Die ältesten Siebplatten bestanden aus einem Holzrahmen und einer Siebfläche aus feinem Rosshaar. Die früheste dokumentierte Verwendung von Drahtgeflecht in Siebplatten geht auf das Jahr 1556 zur Erzverarbeitung zurück. Im Jahr 1838 spezialisierte sich das deutsche Unternehmen Louis Hermann auf die Herstellung industrieller Siebplatten und trieb damit die Entwicklung der Siebtechnik maßgeblich voran.
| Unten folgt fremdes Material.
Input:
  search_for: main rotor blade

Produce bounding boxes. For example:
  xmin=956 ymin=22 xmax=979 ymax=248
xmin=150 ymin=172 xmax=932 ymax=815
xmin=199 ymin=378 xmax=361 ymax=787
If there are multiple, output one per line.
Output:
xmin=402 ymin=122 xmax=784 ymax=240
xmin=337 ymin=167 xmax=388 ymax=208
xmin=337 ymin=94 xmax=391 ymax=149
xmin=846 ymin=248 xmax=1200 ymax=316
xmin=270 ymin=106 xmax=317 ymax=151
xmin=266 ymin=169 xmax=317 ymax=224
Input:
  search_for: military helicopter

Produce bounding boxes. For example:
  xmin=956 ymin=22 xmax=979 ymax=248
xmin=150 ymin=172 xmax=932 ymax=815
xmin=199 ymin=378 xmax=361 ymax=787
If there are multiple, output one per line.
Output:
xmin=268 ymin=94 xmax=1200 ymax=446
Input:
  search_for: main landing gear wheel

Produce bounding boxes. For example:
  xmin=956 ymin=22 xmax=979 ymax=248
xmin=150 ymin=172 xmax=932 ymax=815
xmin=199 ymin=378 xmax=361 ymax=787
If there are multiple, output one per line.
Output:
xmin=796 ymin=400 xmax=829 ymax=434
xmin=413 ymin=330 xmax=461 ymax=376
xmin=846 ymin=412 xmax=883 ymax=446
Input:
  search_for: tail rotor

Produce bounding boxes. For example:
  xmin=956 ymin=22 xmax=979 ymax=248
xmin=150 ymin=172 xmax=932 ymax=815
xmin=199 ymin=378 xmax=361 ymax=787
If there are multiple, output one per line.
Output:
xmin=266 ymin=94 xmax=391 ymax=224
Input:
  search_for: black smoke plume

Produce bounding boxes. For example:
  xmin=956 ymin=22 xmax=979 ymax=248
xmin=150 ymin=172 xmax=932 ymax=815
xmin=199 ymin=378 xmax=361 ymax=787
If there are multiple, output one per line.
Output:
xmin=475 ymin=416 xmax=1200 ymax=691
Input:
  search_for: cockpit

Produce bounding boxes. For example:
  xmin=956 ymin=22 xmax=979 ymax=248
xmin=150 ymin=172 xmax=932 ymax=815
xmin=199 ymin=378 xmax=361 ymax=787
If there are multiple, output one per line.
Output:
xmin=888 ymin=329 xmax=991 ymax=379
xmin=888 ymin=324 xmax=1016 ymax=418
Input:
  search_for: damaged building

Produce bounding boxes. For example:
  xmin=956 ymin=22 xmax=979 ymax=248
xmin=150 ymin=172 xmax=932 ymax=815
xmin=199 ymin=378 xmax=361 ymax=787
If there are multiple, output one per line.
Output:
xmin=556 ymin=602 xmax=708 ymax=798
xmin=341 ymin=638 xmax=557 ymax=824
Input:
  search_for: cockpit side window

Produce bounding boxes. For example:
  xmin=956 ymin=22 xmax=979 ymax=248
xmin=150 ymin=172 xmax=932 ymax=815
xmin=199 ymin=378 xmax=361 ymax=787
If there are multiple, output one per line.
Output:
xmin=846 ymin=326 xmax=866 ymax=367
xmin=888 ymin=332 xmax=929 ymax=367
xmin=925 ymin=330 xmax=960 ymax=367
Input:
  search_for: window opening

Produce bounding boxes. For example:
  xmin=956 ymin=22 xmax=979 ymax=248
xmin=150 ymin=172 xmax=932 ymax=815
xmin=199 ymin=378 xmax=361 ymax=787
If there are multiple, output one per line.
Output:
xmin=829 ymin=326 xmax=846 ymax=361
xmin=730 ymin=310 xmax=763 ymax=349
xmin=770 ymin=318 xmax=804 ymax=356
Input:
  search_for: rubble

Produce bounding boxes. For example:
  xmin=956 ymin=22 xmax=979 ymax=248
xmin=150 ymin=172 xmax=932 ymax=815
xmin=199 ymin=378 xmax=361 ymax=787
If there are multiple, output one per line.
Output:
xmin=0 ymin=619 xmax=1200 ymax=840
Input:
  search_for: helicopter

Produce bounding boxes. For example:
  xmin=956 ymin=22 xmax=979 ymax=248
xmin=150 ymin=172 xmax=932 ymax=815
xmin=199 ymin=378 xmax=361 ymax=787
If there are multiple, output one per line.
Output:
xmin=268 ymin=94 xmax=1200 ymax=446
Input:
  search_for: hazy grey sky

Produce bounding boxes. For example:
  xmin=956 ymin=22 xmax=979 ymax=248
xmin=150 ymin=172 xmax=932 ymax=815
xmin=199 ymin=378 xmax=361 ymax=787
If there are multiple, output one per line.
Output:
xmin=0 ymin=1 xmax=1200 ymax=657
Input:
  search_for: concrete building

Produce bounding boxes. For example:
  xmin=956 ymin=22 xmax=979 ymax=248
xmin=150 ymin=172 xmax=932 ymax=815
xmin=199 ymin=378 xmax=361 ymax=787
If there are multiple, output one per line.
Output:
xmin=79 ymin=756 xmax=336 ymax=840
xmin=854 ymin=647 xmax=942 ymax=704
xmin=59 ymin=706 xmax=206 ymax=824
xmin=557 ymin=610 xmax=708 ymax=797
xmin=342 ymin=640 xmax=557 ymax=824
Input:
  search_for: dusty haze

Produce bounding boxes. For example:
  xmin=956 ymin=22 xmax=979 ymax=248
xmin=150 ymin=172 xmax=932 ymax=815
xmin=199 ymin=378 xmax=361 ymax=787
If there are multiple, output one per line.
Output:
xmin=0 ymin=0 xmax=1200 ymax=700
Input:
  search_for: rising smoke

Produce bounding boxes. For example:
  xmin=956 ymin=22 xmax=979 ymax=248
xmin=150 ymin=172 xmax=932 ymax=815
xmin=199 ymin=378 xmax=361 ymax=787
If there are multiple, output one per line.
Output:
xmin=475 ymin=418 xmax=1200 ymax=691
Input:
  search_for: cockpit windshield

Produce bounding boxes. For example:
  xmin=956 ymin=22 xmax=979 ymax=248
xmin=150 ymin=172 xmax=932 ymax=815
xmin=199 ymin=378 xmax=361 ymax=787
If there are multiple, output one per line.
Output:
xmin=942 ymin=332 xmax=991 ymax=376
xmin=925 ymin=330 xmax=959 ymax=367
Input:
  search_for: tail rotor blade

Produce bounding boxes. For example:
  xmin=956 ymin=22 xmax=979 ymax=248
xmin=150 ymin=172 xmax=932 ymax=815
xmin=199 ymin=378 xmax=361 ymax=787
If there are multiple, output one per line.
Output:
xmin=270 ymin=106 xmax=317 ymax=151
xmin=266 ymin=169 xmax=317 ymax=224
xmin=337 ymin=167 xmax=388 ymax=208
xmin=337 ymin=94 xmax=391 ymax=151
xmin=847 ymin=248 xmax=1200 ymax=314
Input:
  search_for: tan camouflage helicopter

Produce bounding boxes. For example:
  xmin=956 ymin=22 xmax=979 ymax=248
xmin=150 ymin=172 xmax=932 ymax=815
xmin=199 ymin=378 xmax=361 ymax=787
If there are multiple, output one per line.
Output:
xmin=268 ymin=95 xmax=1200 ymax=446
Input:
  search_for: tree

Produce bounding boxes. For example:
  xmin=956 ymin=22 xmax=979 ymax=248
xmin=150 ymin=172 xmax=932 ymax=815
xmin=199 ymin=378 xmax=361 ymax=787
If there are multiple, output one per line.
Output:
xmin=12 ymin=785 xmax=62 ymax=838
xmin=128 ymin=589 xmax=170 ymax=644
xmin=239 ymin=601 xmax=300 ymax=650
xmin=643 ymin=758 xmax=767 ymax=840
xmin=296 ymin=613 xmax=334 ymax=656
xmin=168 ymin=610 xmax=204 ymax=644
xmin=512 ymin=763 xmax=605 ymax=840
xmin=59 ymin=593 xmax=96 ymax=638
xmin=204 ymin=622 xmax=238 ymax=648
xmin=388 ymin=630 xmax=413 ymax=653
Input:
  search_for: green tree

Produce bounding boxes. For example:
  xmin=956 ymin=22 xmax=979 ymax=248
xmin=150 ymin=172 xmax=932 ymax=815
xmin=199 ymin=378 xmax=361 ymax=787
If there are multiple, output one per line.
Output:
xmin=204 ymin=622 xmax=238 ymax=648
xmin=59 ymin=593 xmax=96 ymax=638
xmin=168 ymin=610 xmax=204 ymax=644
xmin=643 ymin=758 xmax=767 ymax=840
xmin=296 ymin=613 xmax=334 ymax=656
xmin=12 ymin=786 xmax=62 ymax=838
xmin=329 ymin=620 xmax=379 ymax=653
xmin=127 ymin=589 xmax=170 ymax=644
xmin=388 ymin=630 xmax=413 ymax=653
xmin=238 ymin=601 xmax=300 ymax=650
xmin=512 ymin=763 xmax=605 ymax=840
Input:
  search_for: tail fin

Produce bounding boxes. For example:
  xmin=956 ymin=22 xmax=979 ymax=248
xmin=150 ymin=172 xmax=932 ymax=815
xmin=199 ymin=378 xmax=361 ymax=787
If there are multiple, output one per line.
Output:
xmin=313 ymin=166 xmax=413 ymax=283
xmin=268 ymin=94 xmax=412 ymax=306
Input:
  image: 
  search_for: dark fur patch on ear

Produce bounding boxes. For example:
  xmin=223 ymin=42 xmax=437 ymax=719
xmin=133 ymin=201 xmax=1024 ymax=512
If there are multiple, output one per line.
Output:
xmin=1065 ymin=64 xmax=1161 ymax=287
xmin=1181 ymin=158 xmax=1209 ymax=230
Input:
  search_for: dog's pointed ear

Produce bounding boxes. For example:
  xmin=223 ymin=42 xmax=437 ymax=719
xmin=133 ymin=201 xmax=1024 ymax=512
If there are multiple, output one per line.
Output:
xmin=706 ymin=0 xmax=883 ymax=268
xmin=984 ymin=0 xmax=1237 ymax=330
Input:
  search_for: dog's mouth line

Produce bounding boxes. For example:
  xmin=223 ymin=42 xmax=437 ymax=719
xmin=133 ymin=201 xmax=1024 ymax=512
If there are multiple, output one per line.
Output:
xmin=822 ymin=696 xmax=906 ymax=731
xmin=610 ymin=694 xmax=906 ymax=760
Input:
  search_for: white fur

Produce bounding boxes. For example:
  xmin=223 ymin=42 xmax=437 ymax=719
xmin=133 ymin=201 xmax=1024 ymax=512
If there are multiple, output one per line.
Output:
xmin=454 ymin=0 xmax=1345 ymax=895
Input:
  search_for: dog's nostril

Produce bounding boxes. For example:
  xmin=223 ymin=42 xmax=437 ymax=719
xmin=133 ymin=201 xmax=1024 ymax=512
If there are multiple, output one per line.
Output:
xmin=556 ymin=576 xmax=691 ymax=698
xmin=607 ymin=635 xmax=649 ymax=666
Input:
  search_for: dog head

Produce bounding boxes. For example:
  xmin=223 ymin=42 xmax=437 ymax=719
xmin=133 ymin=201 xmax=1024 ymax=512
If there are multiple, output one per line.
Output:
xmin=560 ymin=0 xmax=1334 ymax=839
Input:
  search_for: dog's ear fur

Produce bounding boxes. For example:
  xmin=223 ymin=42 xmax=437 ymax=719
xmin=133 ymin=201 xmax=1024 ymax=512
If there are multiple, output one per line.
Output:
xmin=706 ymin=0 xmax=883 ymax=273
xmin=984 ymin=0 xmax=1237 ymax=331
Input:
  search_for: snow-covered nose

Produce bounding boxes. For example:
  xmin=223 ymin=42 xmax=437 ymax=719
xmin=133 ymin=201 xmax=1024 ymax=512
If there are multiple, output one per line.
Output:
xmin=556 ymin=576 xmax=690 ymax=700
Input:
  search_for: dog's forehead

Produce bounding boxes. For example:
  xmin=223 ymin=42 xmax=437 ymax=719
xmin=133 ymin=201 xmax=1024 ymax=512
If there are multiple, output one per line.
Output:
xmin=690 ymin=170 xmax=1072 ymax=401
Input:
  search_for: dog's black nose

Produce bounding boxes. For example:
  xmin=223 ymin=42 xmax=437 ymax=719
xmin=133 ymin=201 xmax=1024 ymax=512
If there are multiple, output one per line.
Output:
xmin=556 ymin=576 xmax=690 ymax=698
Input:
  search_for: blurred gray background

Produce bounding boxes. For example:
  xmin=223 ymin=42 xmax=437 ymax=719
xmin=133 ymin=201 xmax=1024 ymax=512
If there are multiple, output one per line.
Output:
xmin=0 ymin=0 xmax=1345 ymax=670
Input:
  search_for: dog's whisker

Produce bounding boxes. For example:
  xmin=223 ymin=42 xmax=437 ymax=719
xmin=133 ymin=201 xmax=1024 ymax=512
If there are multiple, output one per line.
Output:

Die ersten Polyurethan-Siebplatten wurden Mitte der 1960er Jahre entwickelt und in den folgenden Jahrzehnten schrittweise verbessert, wodurch sie zu einer wichtigen Richtung in der Entwicklung der Siebplattentechnologie wurden.
In den 2020er Jahren gab es in der Siebplattentechnologie aus Polyurethan weitere Innovationen. Beispielsweise entstanden zwischen 2025 und 2026 neue patentierte Technologien, die darauf abzielten, die Produktionsqualität zu verbessern (z. B. automatisiertes Kippgießen zur Entfernung von Luftblasen) und die Funktionalität zu verbessern (z. B. selbstreinigende Lichtbogensiebe, die für nasse und klebrige Materialien geeignet sind), und so die Optimierung der Siebleistung und die Erweiterung der Anwendungsbereiche weiter voranzutreiben.